Relatores 16, nombre perfecto para abrir una librería, ¿se habrán dado cuenta?

Enclave es estrecha y nueva, limpia, pulida y con un pequeño patio por donde podrían subir los recuerdos de verano de otros tiempos.

Sillas plegables con bocas abiertas silenciadas por los cuerpos de los asistentes, una mesa blanca y cubierta de libros. Toqué casi todos, porque aún no había llegado nadie y los que estaban se movían como en un rodaje. Yo ya había sido devorada por los libros y me movía a ritmo de hoja de papel…par…impar…par…impar…anverso…reverso…

Hacía calor y era agradable sentir el vacío acogedor de sala que se llenaba poco a poco. Cuando el evento comenzó todas las sillas de boca muda estaban ocupadas.

Raquel Blanco, chérif en Librerantes, como ella misma se nombra, abrió el evento. Energía, ilusión, acción, acción, hacer.

La distribuidora Librerantes que Blanco coordina es un enorme hogar lleno de habitaciones de historias, con estantes abarrotados de libros y más libros y más libros…

Conocí diferentes Editoriales Independientes, seis de las que están en Librerantes, no las únicas. Hablaban de cómo se puede reinventar el periodismo y volver a ser un juglar.

Varasek, uno de los proyectos que más me atrajo. Mezclar la poesía, que es música, con los viajes, que es el tiempo, y con el rock and roll, que puede ser el recuerdo, fotografías que hablan, libros de viajes (qué hermoso género) y un sabor dulce y reconocido, el sabor de los 80, el espíritu libre, arracar la moto y alejarse, alejarse y encontrarse…en otros lugares.

Editores, magos de la palabra otorgada, que nos dan de beber cuando tenemos sed y nos alimentan cuando tenemos hambre.
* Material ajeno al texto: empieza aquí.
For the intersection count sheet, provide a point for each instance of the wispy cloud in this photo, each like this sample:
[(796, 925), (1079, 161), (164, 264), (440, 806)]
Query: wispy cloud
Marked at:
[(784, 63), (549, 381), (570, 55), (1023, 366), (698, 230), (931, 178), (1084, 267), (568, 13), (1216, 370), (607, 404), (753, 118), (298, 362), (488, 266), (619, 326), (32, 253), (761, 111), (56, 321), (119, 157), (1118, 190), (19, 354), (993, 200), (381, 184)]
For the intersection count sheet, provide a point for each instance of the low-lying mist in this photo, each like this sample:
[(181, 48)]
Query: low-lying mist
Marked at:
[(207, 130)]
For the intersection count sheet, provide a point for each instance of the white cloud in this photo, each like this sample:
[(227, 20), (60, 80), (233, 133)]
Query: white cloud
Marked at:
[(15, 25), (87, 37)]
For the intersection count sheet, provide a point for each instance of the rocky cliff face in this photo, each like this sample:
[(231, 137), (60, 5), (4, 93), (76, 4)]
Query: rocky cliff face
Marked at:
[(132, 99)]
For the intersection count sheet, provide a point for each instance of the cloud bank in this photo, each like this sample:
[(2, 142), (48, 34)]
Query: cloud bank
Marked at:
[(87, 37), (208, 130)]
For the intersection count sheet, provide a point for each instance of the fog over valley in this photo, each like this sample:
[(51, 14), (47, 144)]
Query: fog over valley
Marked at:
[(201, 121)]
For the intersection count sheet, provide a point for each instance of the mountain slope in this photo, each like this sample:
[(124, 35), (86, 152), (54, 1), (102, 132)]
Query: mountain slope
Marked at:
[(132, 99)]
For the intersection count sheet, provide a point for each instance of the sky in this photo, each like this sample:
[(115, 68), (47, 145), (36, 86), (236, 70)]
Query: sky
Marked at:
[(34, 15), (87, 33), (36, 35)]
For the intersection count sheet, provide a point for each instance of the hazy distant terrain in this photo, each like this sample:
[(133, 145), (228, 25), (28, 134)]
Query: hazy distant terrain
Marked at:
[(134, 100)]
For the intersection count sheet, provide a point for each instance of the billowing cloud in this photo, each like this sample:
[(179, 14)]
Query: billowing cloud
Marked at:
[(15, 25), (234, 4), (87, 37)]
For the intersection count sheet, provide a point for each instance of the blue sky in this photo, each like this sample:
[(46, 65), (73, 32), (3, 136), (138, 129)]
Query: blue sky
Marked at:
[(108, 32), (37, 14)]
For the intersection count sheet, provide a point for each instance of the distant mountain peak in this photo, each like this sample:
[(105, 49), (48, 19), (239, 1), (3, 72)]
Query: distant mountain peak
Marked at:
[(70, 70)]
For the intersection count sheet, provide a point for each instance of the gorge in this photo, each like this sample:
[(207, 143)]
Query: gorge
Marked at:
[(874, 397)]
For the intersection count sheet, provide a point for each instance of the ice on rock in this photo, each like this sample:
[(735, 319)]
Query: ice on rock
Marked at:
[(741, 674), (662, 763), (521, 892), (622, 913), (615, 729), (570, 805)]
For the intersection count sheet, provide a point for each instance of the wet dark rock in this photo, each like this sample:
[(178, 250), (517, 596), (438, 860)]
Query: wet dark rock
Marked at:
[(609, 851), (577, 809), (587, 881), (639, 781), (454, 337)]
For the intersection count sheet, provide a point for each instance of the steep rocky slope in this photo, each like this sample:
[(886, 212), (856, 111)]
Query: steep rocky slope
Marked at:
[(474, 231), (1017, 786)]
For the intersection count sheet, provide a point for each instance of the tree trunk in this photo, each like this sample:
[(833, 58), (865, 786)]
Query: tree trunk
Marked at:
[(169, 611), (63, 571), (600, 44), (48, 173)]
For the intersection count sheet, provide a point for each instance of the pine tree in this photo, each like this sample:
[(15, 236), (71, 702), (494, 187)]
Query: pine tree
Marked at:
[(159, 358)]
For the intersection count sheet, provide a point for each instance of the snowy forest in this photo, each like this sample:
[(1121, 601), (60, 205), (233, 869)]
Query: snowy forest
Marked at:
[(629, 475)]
Hacedores de libros que aman lo que hacen, como nosotras, que como cuando se espera a un hijo que va a nacer, preparamos el cestillo y la canasta.

Gracias, Librerantes, porque desde la ilusión hacéis real lo que es posible y posible lo que soñábamos y soñamos. Gracias por un jueves de libros al calor de un otoño tardío.